Opportunity 1: Transformers. BofA predicts that China’s transformer exports will grow 30% year-on-year in 2026, domestic grid investment will grow 12% to about 715 billion RMB. Global transformer shortages will last until at least 2029, with high-voltage transformer delivery times up to three years. China’s complete supply chain effectively fills overseas capacity gaps.
Opportunity 2: Gas turbines. BofA's global industrial team predicts global gas turbine annual orders from 2026–2028 will reach about 120GW, and lead times for new orders are currently 3–6 years, giving Chinese firms a window to compete via price and delivery (as fast as 13 months). Dongfang Electric is the only Chinese company capable of medium/large gas turbine exports; its G50-type 50MW units have completed 10 sales to a Canadian data center client and have been exported to Kazakhstan and Indonesia; management plans to raise export capacity to 23 units by the end of 2027, and 45 units by the end of 2029.
Opportunity 3: Diesel engines. Chinese large-bore diesel engine makers have completed US UL and EPA certifications, taking the lead in entering North America's AIDC backup power market. BofA estimates demand for China’s AIDC backup diesel engines will reach 8,500 units in 2026, with supply tightness expected to ease in 2027 as capacity expands.
Opportunity 4: Energy storage systems. BofA forecasts global BESS (Battery Energy Storage System) new installations to grow at a compound rate of 23% from 2025–2030, AIDC-related BESS at about 27%, with global new AIDC BESS installations reaching 70 GWh by 2030, about 8% of the global total new capacity.
Opportunity 5: Power supply systems. BofA predicts the Chinese AIDC power supply system (UPS+HVDC+SST) market will grow at a compound annual rate of approximately 25% from 2025–2030. Nvidia is actively pushing the supply chain to switch to 800VDC high-voltage DC architectures, responding to the rising rack power density on its hardware roadmap. Large-capacity power supply system ASP (average selling price) is significantly higher than traditional power supply units, and high R&D barriers plus customization create strong competitive moats.

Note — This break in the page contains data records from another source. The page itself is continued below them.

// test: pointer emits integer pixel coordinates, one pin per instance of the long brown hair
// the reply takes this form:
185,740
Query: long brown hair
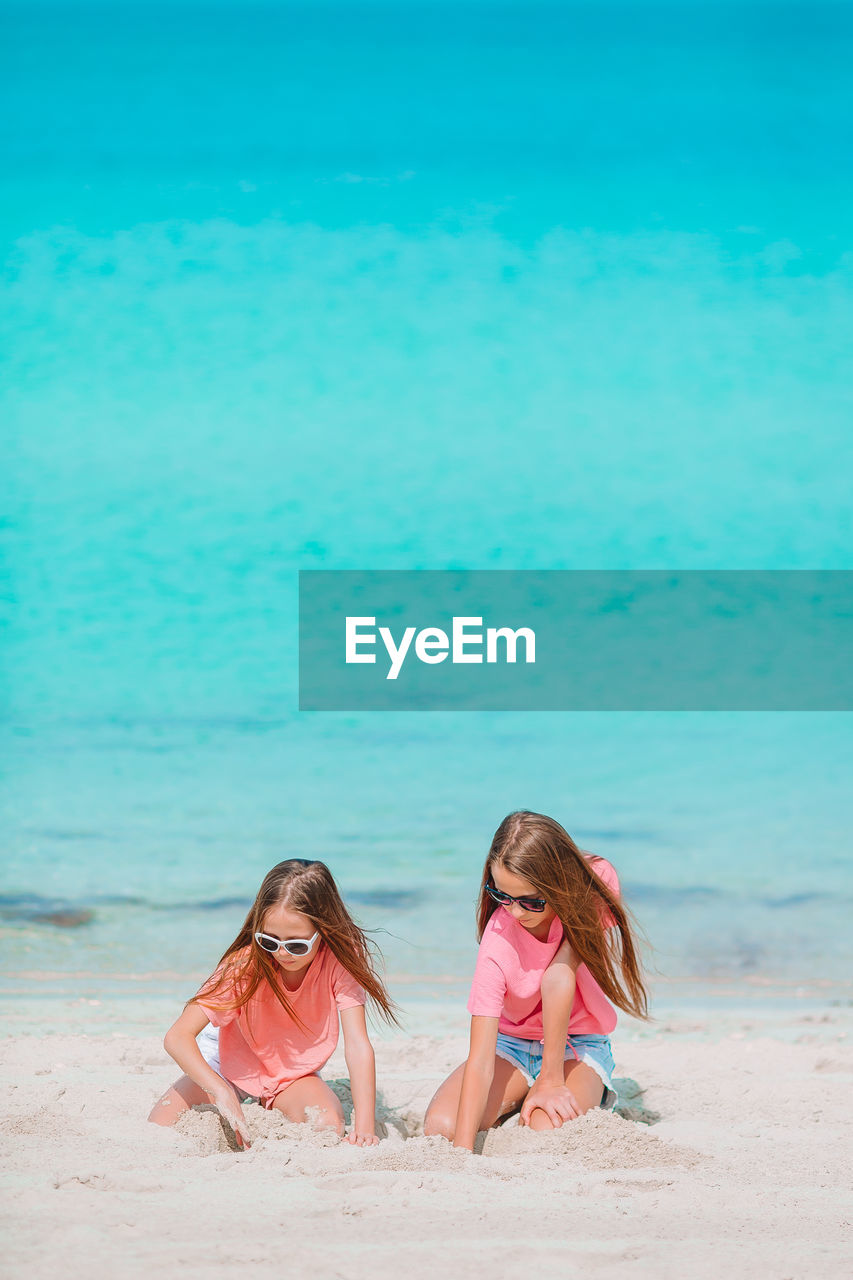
537,849
308,887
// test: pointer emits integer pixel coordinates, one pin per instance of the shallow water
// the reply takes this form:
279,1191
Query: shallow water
409,286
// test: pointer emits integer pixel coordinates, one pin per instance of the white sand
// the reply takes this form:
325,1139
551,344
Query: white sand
746,1174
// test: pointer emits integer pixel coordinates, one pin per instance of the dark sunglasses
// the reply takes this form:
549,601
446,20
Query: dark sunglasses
527,904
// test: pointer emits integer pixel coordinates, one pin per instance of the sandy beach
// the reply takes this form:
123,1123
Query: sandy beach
730,1156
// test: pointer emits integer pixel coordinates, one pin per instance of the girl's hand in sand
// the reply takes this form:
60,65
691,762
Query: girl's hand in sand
556,1100
361,1137
228,1106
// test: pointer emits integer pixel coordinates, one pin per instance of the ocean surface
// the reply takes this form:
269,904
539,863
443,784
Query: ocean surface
407,286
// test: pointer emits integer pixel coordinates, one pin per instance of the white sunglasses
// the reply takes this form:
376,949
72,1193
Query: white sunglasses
293,946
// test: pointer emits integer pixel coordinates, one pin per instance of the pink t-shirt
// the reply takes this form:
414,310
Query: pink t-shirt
507,977
261,1050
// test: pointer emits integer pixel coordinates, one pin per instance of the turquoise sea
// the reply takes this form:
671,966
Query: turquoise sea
407,286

Liquid Cooling: Penetration Rate Jumping from 30% to 70%
Liquid cooling is the fastest-growing segment in the Chinese data center cooling market. As rack power density continues to break past the upper wind-cooling limit (about 40 kW/rack), coupled with increasingly strict domestic energy efficiency regulations, liquid cooling penetration is rapidly rising. Liquid cooling's thermal conduction efficiency is 20–50 times higher than wind cooling, with PUE (Power Usage Effectiveness) able to drop to about 1.1.
BofA predicts China’s data center liquid cooling penetration rate will rise from 30% in 2025 to 70% in 2030, with liquid cooling demand expanding from 1.4GW to 9.5GW, a compound annual growth rate of 47%. The overall data center cooling market will grow from 2025 to 2030 to 70 billion RMB, with an overall compound growth rate of 36%. Currently, cold plate liquid cooling accounts for over 90% market share; immersion liquid cooling’s share is expected to rise from about 5% in 2025 to about 17% in 2030, with a market size of 16 billion RMB.